With this strategy you want to merge your data set on an identifiable subset.

Let us assume that generally none of my orders take longer than a month to fulfil, and I’ve tested this by reviewing the history of my data.

This being the case I can extract a few months of data at a time (a delta) and merge the results into my target table.

So I would have a primary key and a delta key.
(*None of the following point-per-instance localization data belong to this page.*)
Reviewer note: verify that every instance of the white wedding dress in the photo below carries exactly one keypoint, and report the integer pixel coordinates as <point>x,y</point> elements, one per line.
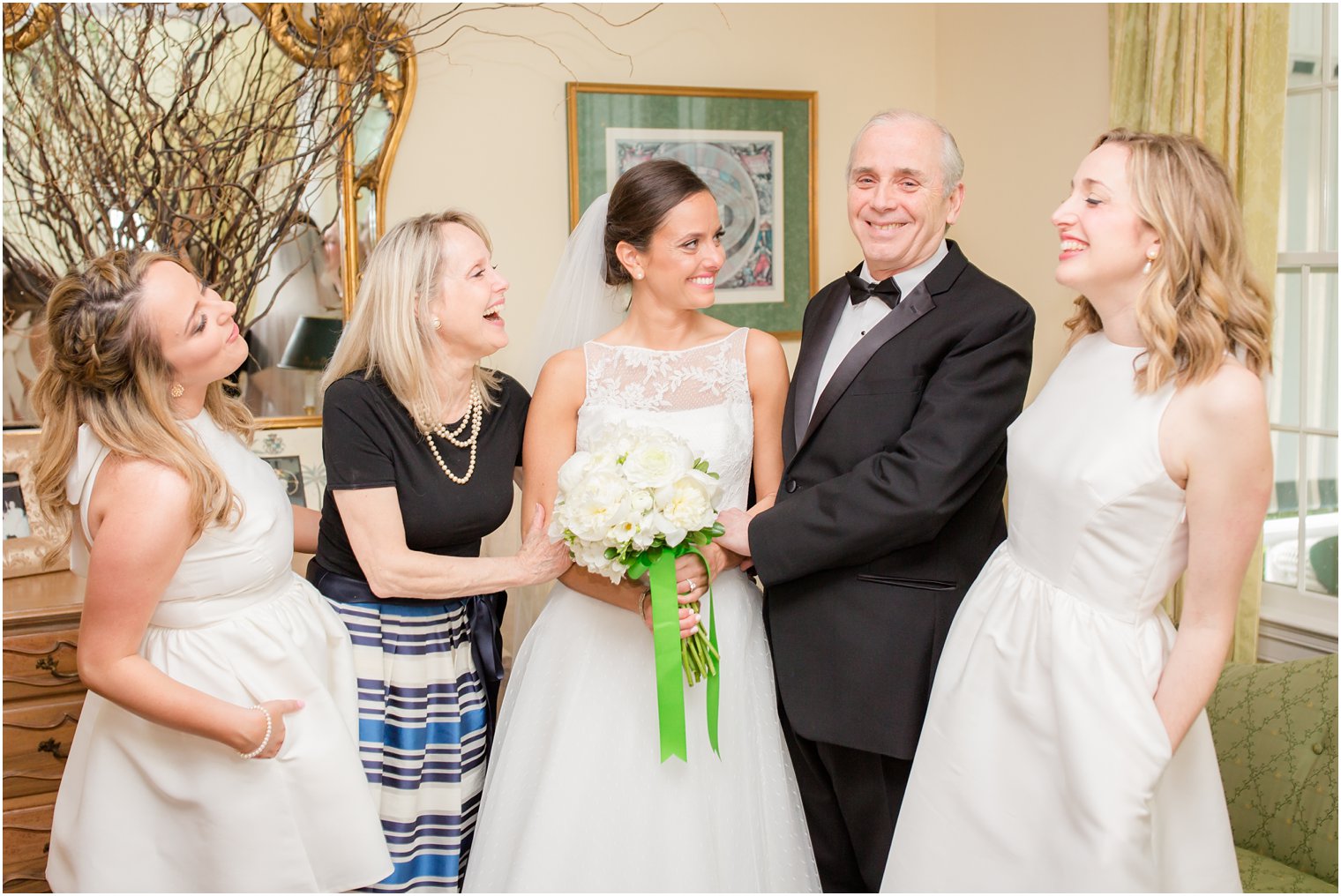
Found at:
<point>1044,765</point>
<point>577,797</point>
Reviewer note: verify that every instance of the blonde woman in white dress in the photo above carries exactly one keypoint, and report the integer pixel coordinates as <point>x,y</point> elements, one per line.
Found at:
<point>1067,744</point>
<point>577,797</point>
<point>216,750</point>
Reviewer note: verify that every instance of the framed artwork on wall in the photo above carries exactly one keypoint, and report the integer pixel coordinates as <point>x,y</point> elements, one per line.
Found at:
<point>296,455</point>
<point>757,152</point>
<point>26,532</point>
The delta key is important because it helps me work out what rows to delete without deleting historical data.

-- ======================
-- Truncate and load file data to staging table.
TRUNCATE TABLE dbo.Staging_Stock;

BULK INSERT dbo.Staging_Stock
FROM 'C:\Temp\Stock_20200408_235959.csv'
WITH (
	FIRSTROW = 2,
    FIELDTERMINATOR = ',',  
    ROWTERMINATOR = '\n',   
    TABLOCK
);

-- ======================
-- Get the delta key value.
DECLARE @YearMonth int 

-- Get the last month in the file.
SELECT TOP(1) 
	@YearMonth = YEAR(inDate) * 100 + MONTH(inDate) 
FROM dbo.Staging_Stock
ORDER BY inDate DESC

-- ======================
-- Merge differences from starting to target
MERGE dbo.Stock AS T -- Target
USING dbo.Staging_Stock AS S -- Staging
	ON T.stockItemId = S.stockItemId
WHEN MATCHED AND
	EXISTS
	( -- Check if column values are different.
	SELECT T.stockItemId, T.inDate, T.outDate, T.productId, T.quantity, T.listPrice			
	EXCEPT
	SELECT S.stockItemId, S.inDate, S.outDate, S.productId, S.quantity, S.listPrice
	)
THEN UPDATE SET -- Update rows that have changed.
	 T.stockItemId = S.stockItemId
	,T.inDate	   = S.inDate
	,T.outDate	   = S.outDate
	,T.productId   = S.productId
	,T.quantity	   = S.quantity
	,T.listPrice   = S.listPrice
	,T.updateDate  = GETDATE() -- update stamp
WHEN NOT MATCHED BY TARGET
	THEN INSERT -- Insert new rows.
	(
	 stockItemId
	,inDate
	,outDate
	,productId
	,quantity
	,listPrice
	,insertDate
	,yearMonthKey
	)
	VALUES
	(
	 S.stockItemId
	,S.inDate
	,S.outDate
	,S.productId
	,S.quantity
	,S.listPrice
	,GETDATE() -- insert stamp
	,YEAR(inDate) * 100 + MONTH(inDate) -- Insert delta key.
	)
	WHEN NOT MATCHED BY SOURCE
		AND yearMonthKey >= @YearMonth -- Only delete rows relative to the delta.
	THEN DELETE;

Conclusion

Now we’ve covered three main strategies.

  • Truncate and load for small and simple data sets.
  • Append for datasets that never change.
  • Merge deltas for large and changing data sets.